Cette information qui suscite une polémique dans notre département relance également le débat sur l’insécurité en général.

DES CHIFFRES INQUIETANTS

A la mi-août, le bilan mensuel de l’Observatoire national de la délinquance montrait que le nombre d’actes de violences contre les personnes continuait d’augmenter (+ 4,34 % sur les douze derniers mois).

En juillet l’observatoire indiquait déjà qu’avec 18 902 faits constatés ces atteintes volontaires à l’intégrité physique étaient en hausse sur une période d’un an, en précisant par contre que les atteintes aux biens étaient en légère baisse (- 1,1 %) avec 25 017 faits constatés.

Ces chiffres sont à nuancer. L’office National de la Délinquance après une enquête a démontré que  dans leur majorité, les victimes « ne portent pas à la connaissance de la police et de la gendarmerie les atteintes aux biens ».

 

Elles agissent en fonction de la « gravité du préjudice ». Moins de 24 % de ces délits font ainsi l’objet d’une plainte. Plus d’un vol sur deux n’est pas déclaré, à l’exception - question d’assurance - des vols de voiture (90 % déclarés) et des cambriolages (70 %).

LES ACTES

Face à cette situation, Gouvernement et élus des villes tentent de répondre à l’inquiétude des habitants. En moins de deux ans ce sont plus de dix lois qui ont ainsi été votées au Parlement sans que des résultats probants soient notés.

Les élus des villes veulent aussi apporter une réponse, en doublant les effectifs de la Police municipale comme à Evry, et dans la plupart des cités, et en mettant en place des caméras de vidéosurveillances dont l’efficacité est loin d’être démontrée comme le prouve l’expérience britannique avec plus de 20 millions de caméras installés avec un coût énorme et des résultats quasiment nuls.

Néanmoins cela répond il en partie à l’angoisse des habitants qui s’exprime dans de nombreuses réunions publiques, souvent après des actes de violence traumatisants.

A cela s’ajoute la fermeture à un accès pour les habitants de l’extérieur, de la plupart des résidences des villes par les bailleurs où les co-propriétaires dans le cadre de plans de rénovation comme dans des quartiers comme les Pyramides, des Champs Elysées, ou du Champtier du Coq à Evry.

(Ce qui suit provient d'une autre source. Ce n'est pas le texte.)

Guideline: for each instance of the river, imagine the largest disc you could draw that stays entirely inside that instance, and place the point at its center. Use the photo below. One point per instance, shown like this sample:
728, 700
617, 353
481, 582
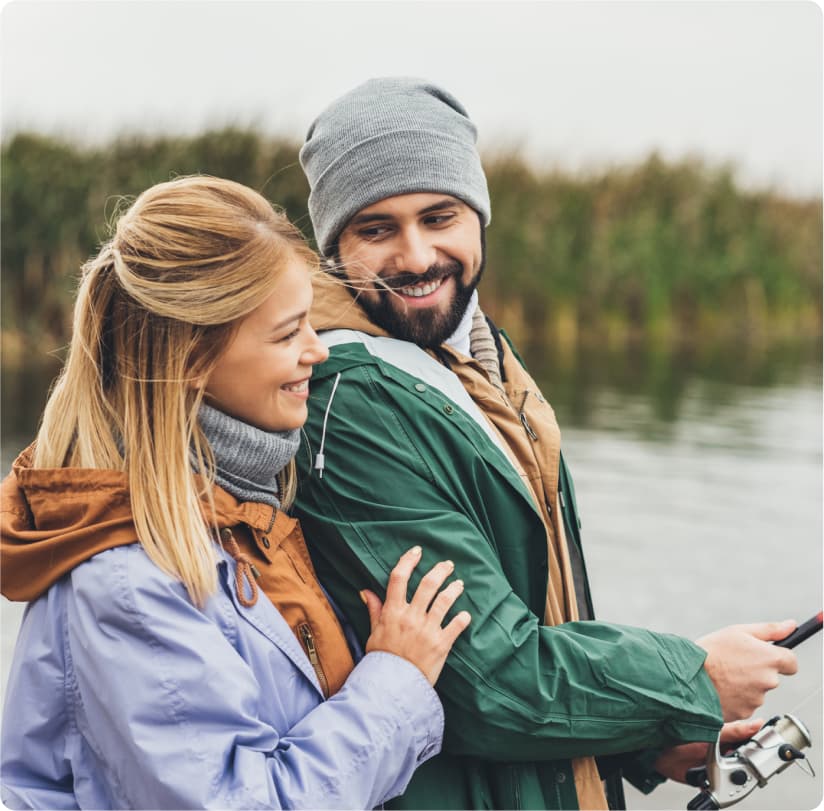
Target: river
700, 488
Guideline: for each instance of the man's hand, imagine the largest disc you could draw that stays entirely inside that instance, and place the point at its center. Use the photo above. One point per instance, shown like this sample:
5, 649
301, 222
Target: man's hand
744, 665
674, 762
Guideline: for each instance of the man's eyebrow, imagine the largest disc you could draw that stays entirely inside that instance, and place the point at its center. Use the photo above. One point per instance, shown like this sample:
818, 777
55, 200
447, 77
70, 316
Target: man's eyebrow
362, 219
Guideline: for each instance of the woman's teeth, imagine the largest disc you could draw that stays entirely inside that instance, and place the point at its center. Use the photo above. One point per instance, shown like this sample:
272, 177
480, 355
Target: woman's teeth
298, 387
418, 290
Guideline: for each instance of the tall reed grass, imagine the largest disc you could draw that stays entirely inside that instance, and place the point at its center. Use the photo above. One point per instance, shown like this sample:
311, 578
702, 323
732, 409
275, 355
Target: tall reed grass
655, 252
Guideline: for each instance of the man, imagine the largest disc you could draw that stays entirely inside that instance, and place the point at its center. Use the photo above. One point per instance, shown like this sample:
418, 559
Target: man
426, 429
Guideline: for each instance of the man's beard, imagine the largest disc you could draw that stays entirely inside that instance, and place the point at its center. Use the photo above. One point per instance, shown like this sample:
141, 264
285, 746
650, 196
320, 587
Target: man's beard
428, 327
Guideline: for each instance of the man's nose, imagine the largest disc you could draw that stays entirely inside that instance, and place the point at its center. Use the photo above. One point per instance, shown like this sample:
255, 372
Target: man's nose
416, 254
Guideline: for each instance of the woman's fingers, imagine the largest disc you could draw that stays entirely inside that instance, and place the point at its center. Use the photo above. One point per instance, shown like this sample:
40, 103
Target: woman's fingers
445, 600
457, 625
430, 583
373, 606
399, 577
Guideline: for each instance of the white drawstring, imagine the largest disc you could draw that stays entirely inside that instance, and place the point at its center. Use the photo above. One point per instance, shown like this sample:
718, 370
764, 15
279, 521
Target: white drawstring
320, 460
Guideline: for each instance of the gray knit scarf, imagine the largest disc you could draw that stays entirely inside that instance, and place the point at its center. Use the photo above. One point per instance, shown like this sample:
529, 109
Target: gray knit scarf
248, 459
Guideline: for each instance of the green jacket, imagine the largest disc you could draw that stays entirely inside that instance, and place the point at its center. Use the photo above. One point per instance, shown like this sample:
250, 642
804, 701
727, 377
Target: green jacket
406, 460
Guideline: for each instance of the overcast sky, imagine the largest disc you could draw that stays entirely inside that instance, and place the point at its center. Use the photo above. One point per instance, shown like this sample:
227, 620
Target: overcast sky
575, 84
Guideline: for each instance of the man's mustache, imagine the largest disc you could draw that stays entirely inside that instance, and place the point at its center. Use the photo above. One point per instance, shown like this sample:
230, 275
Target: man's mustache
407, 278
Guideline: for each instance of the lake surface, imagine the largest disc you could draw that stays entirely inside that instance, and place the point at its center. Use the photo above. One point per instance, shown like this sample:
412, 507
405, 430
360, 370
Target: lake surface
699, 479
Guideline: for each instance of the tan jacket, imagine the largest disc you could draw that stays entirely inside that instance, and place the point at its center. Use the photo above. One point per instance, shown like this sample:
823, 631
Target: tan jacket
53, 520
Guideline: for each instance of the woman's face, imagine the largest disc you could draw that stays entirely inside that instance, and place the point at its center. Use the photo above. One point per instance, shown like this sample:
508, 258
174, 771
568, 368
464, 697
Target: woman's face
263, 375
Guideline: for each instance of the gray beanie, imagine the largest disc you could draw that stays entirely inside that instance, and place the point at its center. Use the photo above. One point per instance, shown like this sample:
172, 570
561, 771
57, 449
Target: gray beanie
386, 137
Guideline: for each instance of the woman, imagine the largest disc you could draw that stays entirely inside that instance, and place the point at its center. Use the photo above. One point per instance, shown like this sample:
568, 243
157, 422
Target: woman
178, 648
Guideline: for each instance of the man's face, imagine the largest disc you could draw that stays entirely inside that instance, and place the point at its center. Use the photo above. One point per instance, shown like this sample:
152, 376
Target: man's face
413, 261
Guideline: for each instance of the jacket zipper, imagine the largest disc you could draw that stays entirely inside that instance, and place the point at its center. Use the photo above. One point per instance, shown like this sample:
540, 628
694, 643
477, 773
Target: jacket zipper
312, 652
524, 421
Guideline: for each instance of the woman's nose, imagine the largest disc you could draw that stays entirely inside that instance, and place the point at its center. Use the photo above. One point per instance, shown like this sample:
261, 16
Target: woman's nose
316, 351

Ce sont ces actions additionnées qui ont permis de limiter l’augmentation des faits de délinquance, plus que l’action gouvernementale qui se dégage de plus en plus sur les collectivités avec par exemple 5000 postes de gendarmes et de policiers supprimés compensées en partie par des augmentations des effectifs de police municipale, avec pour conséquence de « plomber » les budgets et de limiter paradoxalement les actions de préventions et de médiations pourtant fortement appréciées par la population et souvent très efficaces.

UNE INSECURITE GENERALE

La crise sociale contribue à l’augmentation de l’insécurité en général, qu’elle soit économique, politique et sociale.

Un officier de police reconnaissait d’ailleurs cette réalité en précisant : « Il y a eu des mois de baisse sans que l’on puisse dire que c’est grâce à nous. Et la hausse de certaines formes de criminalité aujourd’hui, ce n’est pas nécessairement notre faute. La délinquance est un problème complexe qui repose sur des facteurs sociaux, économiques, régionaux et même météorologiques parfois. »

Le débat sur l’insécurité est loin d’être clos. C’est aussi celui de notre société.